PiS przystępuje do ostrego i szybkiego zawłaszczania państwa. Ma w tym wprawę i doświadczenia, począwszy od czasów PC i próby "zamachu stanu" w 92. Mając w pamięci klęskę z 1992, 2007, dzisiaj zabezpiecza się, by nikt i nic nie było w stanie odsunąć ich od władzy. Dlatego niezwłocznie ustalają (zapewne z powodzeniem ze względu na większość parlamentarną) swoje porządki.
Zaczynają od Trybunału Konstytucyjnego, żeby im nie podskoczył (ta wybrana piątka, niezaprzysiężona przez prezydenta - do kosza) - link, konferencja.

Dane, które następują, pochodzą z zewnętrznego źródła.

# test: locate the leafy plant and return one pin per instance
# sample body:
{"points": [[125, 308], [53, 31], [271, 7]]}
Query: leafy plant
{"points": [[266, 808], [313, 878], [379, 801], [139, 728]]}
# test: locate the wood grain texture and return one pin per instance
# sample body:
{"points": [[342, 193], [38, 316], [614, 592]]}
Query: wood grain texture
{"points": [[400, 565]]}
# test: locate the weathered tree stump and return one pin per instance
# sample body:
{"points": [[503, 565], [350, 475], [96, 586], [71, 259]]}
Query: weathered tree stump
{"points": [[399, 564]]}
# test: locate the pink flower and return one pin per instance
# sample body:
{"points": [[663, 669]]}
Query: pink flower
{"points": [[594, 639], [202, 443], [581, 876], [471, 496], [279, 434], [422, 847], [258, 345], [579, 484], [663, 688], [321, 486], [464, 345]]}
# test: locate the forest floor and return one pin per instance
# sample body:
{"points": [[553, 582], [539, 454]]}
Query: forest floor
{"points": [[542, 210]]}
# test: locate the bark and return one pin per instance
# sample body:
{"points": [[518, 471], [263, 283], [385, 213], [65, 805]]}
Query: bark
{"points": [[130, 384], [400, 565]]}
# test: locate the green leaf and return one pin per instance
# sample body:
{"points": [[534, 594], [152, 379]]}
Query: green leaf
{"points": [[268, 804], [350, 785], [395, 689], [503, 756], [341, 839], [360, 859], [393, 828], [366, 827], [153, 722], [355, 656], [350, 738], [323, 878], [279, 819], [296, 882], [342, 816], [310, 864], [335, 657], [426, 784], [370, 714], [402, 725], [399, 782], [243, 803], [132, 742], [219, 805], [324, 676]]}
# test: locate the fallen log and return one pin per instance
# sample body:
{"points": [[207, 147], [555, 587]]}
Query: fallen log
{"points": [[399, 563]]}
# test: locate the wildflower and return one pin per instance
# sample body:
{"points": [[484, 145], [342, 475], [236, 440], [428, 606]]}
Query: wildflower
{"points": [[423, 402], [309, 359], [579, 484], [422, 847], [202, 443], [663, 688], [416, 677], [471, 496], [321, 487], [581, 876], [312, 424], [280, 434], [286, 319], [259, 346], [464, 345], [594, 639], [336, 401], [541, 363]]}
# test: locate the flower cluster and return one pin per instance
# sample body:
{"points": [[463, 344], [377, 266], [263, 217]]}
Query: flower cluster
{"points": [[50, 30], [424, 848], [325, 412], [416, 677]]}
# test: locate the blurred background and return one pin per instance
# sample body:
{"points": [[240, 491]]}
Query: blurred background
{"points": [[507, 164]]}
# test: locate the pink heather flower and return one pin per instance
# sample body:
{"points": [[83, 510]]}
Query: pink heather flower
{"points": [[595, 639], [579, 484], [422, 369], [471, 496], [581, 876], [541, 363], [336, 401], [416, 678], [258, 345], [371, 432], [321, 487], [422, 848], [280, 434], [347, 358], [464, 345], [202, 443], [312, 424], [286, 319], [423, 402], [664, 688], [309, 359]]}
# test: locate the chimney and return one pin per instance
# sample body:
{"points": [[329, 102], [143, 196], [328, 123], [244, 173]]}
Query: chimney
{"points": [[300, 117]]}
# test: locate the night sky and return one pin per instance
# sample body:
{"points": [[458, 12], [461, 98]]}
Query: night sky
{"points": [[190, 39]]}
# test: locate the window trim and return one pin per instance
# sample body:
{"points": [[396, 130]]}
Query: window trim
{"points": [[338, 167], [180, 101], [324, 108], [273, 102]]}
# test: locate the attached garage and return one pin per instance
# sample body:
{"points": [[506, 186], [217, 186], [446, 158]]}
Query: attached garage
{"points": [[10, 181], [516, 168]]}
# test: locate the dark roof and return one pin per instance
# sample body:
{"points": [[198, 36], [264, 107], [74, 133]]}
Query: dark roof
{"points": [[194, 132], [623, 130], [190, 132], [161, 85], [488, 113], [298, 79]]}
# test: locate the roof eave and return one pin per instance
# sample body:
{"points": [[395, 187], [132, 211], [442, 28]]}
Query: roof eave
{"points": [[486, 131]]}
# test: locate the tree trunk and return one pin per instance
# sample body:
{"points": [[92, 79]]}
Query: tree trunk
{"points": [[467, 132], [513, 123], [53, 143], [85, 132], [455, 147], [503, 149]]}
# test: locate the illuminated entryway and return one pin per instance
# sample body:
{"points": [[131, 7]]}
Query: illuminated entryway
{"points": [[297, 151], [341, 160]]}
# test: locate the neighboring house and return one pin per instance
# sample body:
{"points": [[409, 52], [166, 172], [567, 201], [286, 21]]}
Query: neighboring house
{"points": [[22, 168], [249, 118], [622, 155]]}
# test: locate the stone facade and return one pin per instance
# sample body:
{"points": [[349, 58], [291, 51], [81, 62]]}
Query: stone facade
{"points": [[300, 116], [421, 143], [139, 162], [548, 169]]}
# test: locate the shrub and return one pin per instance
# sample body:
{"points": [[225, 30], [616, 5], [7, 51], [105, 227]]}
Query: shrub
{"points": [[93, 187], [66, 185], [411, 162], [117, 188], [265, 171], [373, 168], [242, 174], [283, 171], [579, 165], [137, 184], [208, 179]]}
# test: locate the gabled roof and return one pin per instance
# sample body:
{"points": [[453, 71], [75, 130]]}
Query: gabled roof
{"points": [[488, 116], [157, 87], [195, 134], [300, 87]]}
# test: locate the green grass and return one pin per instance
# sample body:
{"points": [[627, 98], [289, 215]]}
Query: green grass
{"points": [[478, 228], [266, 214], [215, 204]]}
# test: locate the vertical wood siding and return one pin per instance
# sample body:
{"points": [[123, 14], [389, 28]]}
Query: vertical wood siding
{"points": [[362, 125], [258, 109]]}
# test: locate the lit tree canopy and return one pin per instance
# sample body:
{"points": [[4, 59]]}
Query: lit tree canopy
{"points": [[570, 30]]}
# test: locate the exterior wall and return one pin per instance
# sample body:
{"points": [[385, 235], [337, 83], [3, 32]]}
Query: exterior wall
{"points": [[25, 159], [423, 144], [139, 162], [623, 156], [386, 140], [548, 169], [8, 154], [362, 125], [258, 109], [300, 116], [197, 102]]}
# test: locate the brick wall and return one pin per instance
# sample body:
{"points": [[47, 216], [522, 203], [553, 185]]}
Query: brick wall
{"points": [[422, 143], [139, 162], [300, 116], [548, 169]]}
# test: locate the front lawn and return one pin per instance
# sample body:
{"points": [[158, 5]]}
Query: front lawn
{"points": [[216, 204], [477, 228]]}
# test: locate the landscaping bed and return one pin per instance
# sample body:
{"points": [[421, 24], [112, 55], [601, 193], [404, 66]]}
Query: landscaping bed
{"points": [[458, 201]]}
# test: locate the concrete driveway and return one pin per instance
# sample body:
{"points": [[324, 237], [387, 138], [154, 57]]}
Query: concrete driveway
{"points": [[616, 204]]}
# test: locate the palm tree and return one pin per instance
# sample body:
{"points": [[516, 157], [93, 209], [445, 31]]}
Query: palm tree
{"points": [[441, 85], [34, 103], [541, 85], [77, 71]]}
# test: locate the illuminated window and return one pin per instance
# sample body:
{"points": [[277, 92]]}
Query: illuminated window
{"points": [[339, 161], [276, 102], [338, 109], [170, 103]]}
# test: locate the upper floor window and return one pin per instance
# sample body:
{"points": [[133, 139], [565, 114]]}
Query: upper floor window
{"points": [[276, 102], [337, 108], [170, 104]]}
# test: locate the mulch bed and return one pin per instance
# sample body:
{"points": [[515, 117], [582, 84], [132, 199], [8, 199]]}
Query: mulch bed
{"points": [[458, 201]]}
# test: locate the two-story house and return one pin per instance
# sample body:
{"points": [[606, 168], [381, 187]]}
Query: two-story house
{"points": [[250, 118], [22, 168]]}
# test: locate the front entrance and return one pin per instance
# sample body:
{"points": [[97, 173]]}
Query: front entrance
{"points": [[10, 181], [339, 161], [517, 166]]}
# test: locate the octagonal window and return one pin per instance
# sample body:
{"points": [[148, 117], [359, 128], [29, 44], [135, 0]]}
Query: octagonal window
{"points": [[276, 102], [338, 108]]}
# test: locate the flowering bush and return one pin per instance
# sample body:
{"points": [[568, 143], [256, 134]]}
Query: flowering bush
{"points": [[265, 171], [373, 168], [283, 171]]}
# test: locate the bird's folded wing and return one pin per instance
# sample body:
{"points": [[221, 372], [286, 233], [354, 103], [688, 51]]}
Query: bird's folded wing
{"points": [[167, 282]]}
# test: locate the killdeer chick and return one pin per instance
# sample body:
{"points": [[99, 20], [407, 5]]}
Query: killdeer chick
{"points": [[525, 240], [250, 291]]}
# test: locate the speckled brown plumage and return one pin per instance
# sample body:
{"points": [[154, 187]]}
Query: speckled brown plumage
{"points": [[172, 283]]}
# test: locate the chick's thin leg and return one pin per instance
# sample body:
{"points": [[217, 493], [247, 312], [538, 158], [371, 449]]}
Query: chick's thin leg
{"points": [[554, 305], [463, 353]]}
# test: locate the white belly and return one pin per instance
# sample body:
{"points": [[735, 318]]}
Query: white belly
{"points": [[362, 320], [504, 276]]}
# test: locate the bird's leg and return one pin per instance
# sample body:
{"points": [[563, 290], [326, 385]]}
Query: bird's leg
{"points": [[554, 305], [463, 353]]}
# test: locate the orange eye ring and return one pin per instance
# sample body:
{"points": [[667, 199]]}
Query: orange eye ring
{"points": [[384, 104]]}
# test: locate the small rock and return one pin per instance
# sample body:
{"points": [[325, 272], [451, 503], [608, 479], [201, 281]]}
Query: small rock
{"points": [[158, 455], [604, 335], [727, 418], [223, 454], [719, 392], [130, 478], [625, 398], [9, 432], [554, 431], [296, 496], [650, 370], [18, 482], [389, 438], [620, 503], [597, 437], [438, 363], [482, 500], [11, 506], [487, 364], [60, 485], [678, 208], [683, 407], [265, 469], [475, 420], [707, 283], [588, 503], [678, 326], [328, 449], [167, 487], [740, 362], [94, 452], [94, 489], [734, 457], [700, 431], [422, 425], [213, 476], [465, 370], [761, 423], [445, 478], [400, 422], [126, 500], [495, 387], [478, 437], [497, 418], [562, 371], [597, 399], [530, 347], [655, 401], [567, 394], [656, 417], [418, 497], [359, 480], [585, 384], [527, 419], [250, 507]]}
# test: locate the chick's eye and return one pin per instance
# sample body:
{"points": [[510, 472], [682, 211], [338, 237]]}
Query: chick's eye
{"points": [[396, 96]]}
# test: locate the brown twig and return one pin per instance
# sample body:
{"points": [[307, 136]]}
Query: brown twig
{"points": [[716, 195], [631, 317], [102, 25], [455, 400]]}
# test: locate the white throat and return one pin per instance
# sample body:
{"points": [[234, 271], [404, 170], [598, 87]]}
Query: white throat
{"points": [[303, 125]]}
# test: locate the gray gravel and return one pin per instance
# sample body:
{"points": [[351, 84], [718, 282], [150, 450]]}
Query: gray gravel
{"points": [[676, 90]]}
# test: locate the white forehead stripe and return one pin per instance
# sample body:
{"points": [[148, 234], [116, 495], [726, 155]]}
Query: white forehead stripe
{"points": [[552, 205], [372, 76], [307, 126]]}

I służb specjalnych - link, link, konferencja.
Niedługo następne.
Czas się zacząć bać.
18.11.2015 Szybka roszada w ustawie o TK. Wersję I wycofano 13 i tego samego dnia złożono wesję II - link. Jakie zmiany? Wydaje się, że trochę ukryto wywalenie w niebyt wybranej i niezaprzysiężonej piątki sędziów, choć jak dzisiaj z trybuny sejmowej pouczał Jarosław Kaczyński (wolne tłumaczenie z pamięci) "nawet przecinek może zmieniać sens prawa, a nawet stać się przeciwieństwem wersji pierwotnej". Trwa I czytanie w komisji sejmowej - determinacja "odzyskania" TK pełna.
19.11.2015
Trybunał Konstytucyjny odzyskany! Piątka wybranych sędziów może chyba wziąć sobie wolne. Pisowcom pomógł Kukiz, pozostałe ugrupowania wyszły z sali na znak protestu.